[Bug fortran/79930] Potentially Missed Optimisation for MATMUL / DOT_PRODUCT

2017-07-25 Thread tkoenig at gcc dot gnu.org
https://gcc.gnu.org/bugzilla/show_bug.cgi?id=79930

Thomas Koenig  changed:

   What|Removed |Added

 Status|NEW |RESOLVED
 Resolution|--- |FIXED

--- Comment #16 from Thomas Koenig  ---
Let's keep this as a speed improvement for 8.1.

Closing

[Bug fortran/79930] Potentially Missed Optimisation for MATMUL / DOT_PRODUCT

2017-05-08 Thread jvdelisle at gcc dot gnu.org
https://gcc.gnu.org/bugzilla/show_bug.cgi?id=79930

--- Comment #15 from Jerry DeLisle  ---
I wonder if we should back port this as well since the bug can have a serious
performance hit without it. ?

[Bug fortran/79930] Potentially Missed Optimisation for MATMUL / DOT_PRODUCT

2017-05-08 Thread tkoenig at gcc dot gnu.org
https://gcc.gnu.org/bugzilla/show_bug.cgi?id=79930

--- Comment #14 from Thomas Koenig  ---
Author: tkoenig
Date: Mon May  8 18:22:44 2017
New Revision: 247755

URL: https://gcc.gnu.org/viewcvs?rev=247755=gcc=rev
Log:
2017-05-08  Thomas Koenig  

PR fortran/79930
* frontend-passes.c (matmul_to_var_expr): New function,
add prototype.
(matmul_to_var_code):  Likewise.
(optimize_namespace):  Use them from gfc_code_walker.

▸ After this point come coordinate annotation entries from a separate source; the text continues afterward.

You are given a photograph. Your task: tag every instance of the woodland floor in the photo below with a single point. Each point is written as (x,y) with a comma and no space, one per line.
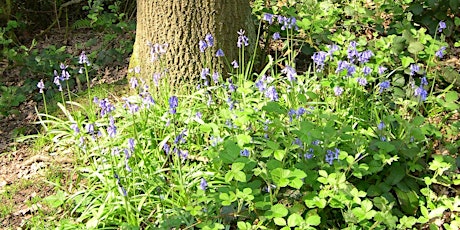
(24,170)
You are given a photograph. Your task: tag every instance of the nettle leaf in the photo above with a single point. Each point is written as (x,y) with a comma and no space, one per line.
(415,47)
(279,210)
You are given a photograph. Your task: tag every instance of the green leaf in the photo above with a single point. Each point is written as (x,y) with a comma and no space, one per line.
(278,210)
(313,220)
(279,154)
(415,47)
(295,220)
(279,221)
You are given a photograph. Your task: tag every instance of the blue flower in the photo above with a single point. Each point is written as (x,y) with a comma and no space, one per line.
(271,93)
(173,103)
(242,39)
(367,70)
(209,40)
(414,68)
(220,53)
(202,45)
(319,58)
(235,64)
(244,153)
(203,184)
(83,59)
(421,92)
(269,18)
(384,85)
(440,52)
(338,91)
(441,26)
(290,73)
(41,85)
(362,81)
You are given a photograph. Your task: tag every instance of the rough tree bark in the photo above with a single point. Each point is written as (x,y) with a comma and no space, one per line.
(182,24)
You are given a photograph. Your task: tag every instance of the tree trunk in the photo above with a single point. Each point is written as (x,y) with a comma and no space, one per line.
(182,24)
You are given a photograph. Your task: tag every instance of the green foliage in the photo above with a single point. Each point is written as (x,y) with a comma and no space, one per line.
(327,151)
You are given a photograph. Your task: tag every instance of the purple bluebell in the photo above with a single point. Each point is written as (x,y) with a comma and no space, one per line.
(365,56)
(381,70)
(362,81)
(271,93)
(41,86)
(75,128)
(367,70)
(220,53)
(268,18)
(384,85)
(209,40)
(235,64)
(319,58)
(440,52)
(414,68)
(244,153)
(423,81)
(242,39)
(421,92)
(83,59)
(338,91)
(131,144)
(173,103)
(441,26)
(203,184)
(133,82)
(202,45)
(112,129)
(290,73)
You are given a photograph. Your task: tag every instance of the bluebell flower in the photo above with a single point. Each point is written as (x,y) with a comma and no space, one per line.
(173,103)
(202,45)
(414,68)
(423,81)
(235,64)
(133,82)
(75,128)
(112,129)
(209,40)
(220,53)
(319,58)
(166,148)
(362,81)
(384,85)
(365,56)
(271,93)
(421,92)
(203,184)
(268,18)
(131,144)
(83,59)
(381,70)
(440,52)
(41,85)
(338,91)
(367,70)
(441,26)
(290,73)
(215,77)
(242,39)
(244,153)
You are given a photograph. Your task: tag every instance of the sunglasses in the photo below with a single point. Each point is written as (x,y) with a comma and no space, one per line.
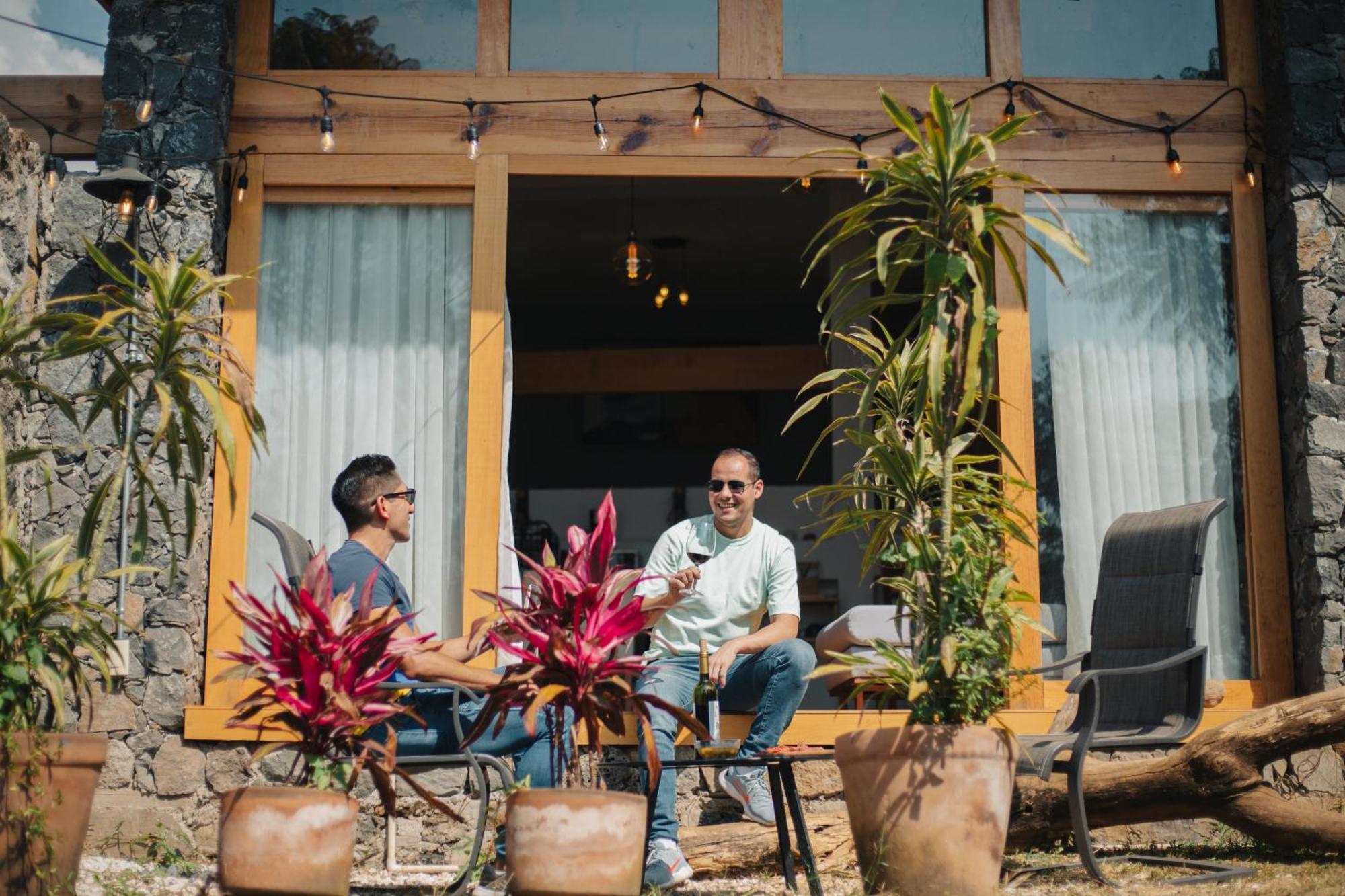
(410,495)
(736,486)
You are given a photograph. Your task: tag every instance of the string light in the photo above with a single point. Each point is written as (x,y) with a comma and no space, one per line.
(126,206)
(329,138)
(599,131)
(146,107)
(474,139)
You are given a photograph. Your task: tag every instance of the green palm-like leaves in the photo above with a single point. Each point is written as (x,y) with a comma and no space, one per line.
(929,493)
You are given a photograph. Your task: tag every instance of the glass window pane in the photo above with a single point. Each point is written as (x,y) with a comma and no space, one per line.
(615,36)
(375,34)
(362,326)
(879,37)
(1136,403)
(1108,40)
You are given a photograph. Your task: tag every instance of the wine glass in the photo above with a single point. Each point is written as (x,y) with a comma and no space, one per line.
(697,551)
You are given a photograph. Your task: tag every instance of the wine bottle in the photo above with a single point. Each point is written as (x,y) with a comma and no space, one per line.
(707,696)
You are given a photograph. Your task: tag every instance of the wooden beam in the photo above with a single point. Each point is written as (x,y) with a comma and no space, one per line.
(229,522)
(486,388)
(707,369)
(282,120)
(72,104)
(753,40)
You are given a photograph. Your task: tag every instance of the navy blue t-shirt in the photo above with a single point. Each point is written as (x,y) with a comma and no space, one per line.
(353,564)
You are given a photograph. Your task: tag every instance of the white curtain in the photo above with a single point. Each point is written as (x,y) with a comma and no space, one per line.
(1136,373)
(362,330)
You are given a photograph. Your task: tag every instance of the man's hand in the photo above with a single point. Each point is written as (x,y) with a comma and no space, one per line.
(722,659)
(683,581)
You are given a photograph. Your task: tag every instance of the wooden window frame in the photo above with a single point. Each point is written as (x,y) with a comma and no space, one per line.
(403,157)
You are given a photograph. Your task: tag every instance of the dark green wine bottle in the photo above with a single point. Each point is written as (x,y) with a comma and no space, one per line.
(707,696)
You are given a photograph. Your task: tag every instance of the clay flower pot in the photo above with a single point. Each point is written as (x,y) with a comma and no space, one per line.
(69,766)
(287,840)
(929,806)
(575,842)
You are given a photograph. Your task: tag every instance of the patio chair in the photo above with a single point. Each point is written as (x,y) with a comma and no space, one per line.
(1143,682)
(297,552)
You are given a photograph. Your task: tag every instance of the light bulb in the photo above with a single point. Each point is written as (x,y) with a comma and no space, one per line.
(633,261)
(126,206)
(329,140)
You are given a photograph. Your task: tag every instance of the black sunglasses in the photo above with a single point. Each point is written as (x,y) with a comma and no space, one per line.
(410,495)
(736,486)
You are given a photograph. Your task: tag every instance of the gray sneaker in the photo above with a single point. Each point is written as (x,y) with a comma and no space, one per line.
(666,866)
(750,787)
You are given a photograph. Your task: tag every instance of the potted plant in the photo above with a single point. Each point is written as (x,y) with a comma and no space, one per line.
(930,495)
(157,354)
(321,662)
(580,838)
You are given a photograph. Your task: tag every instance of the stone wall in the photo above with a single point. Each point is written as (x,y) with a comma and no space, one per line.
(1303,60)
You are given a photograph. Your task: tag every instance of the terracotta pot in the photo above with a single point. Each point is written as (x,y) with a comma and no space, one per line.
(929,806)
(69,766)
(575,842)
(287,840)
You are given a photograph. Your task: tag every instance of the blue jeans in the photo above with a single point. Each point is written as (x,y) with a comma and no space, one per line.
(770,682)
(532,752)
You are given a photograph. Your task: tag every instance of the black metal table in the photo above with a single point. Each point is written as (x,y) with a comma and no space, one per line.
(785,791)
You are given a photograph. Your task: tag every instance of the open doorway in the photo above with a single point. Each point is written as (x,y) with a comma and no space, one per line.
(619,388)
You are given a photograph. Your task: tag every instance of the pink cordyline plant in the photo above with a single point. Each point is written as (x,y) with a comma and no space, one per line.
(582,612)
(321,667)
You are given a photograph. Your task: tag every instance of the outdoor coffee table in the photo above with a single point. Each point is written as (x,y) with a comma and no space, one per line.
(779,768)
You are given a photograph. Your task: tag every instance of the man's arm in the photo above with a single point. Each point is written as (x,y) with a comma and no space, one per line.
(782,627)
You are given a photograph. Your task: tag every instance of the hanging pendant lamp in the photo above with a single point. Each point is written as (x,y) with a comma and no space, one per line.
(633,261)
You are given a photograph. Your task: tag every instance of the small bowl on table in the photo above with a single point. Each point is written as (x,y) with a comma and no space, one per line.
(723,748)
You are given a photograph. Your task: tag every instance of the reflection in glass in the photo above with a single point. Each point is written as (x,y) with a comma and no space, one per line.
(879,37)
(375,34)
(615,36)
(1108,40)
(1136,401)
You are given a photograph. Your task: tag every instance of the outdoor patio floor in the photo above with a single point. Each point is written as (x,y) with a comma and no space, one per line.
(1276,876)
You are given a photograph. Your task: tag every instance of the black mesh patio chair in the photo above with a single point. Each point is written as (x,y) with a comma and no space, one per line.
(1143,682)
(295,553)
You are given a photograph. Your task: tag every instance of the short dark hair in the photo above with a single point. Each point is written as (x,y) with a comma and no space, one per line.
(358,487)
(754,467)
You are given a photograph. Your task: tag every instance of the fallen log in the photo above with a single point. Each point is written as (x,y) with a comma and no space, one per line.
(1217,774)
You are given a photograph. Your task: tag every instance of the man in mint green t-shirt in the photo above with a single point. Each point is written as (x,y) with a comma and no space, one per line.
(716,577)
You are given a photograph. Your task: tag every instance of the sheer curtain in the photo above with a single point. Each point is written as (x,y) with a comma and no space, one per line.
(362,327)
(1136,400)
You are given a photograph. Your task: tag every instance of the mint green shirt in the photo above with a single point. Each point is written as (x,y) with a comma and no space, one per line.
(743,580)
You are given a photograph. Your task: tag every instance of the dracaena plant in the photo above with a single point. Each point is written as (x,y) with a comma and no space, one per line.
(580,612)
(931,493)
(321,661)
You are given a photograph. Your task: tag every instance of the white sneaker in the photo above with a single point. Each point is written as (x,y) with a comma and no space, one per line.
(666,865)
(750,787)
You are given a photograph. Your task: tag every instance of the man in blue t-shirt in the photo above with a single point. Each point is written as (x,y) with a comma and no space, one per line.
(377,506)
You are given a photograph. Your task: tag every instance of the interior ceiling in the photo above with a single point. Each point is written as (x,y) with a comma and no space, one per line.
(744,261)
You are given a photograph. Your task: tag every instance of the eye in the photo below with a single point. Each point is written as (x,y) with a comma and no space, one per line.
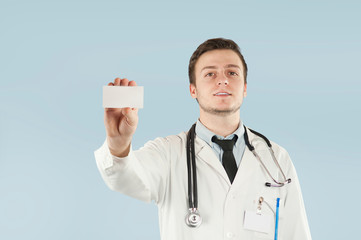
(210,74)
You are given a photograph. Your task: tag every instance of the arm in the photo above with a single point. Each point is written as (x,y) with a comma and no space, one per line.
(140,174)
(294,225)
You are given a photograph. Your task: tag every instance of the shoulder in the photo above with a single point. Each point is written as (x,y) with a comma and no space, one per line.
(261,144)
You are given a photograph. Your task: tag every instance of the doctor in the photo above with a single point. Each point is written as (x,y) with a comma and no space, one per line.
(233,200)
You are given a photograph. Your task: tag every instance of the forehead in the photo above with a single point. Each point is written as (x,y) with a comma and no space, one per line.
(218,58)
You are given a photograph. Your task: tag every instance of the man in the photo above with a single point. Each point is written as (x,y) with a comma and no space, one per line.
(230,182)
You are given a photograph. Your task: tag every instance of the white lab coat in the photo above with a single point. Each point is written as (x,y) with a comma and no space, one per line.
(158,172)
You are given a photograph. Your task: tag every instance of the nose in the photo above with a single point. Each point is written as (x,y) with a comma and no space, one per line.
(222,79)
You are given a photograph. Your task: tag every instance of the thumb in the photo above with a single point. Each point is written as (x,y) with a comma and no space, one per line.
(131,115)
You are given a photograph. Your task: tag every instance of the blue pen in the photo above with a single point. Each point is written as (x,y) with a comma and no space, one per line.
(277,210)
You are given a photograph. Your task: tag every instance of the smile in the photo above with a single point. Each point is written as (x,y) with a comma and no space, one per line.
(222,94)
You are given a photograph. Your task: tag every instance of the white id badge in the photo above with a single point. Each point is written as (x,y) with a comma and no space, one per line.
(257,222)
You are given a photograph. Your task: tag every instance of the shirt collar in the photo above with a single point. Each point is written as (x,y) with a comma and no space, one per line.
(206,135)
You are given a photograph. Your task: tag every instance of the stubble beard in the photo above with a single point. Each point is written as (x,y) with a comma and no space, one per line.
(219,112)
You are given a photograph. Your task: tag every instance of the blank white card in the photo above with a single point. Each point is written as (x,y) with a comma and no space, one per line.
(123,96)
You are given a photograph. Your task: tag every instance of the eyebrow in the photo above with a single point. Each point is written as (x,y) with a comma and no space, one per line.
(227,66)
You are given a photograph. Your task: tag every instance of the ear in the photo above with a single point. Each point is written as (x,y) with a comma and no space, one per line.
(193,90)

2017-05-08  Thomas Koenig  

PR fortran/79930
* gfortran.dg/inline_transpose_1.f90:  Add
-finline-matmul-limit=0 to options.
* gfortran.dg/matmul_5.f90:  Likewise.
* gfortran.dg/vect/vect-8.f90: Likewise.
* gfortran.dg/inline_matmul_14.f90:  New test.
* gfortran.dg/inline_matmul_15.f90:  New test.


Added:
trunk/gcc/testsuite/gfortran.dg/inline_matmul_14.f90
trunk/gcc/testsuite/gfortran.dg/inline_matmul_15.f90
Modified:
trunk/gcc/fortran/ChangeLog
trunk/gcc/fortran/frontend-passes.c
trunk/gcc/testsuite/ChangeLog
trunk/gcc/testsuite/gfortran.dg/inline_transpose_1.f90
trunk/gcc/testsuite/gfortran.dg/matmul_5.f90
trunk/gcc/testsuite/gfortran.dg/vect/vect-8.f90

[Bug fortran/79930] Potentially Missed Optimisation for MATMUL / DOT_PRODUCT

2017-03-17 Thread dominiq at lps dot ens.fr
https://gcc.gnu.org/bugzilla/show_bug.cgi?id=79930

Dominique d'Humieres  changed:

   What|Removed |Added

 Status|UNCONFIRMED |NEW
   Last reconfirmed||2017-03-17
 Ever confirmed|0   |1

--- Comment #13 from Dominique d'Humieres  ---
Considering the traffic, confirmed!

[Bug fortran/79930] Potentially Missed Optimisation for MATMUL / DOT_PRODUCT

2017-03-09 Thread adam at aphirst dot karoo.co.uk
https://gcc.gnu.org/bugzilla/show_bug.cgi?id=79930

--- Comment #12 from Adam Hirst  ---
Created attachment 40940
  --> https://gcc.gnu.org/bugzilla/attachment.cgi?id=40940=edit
call graph of my "real" application

Thanks Thomas,

My "real" application is of course not using random numbers for the NU and NV,
but I will bear in mind the point about generating large chunks for the future.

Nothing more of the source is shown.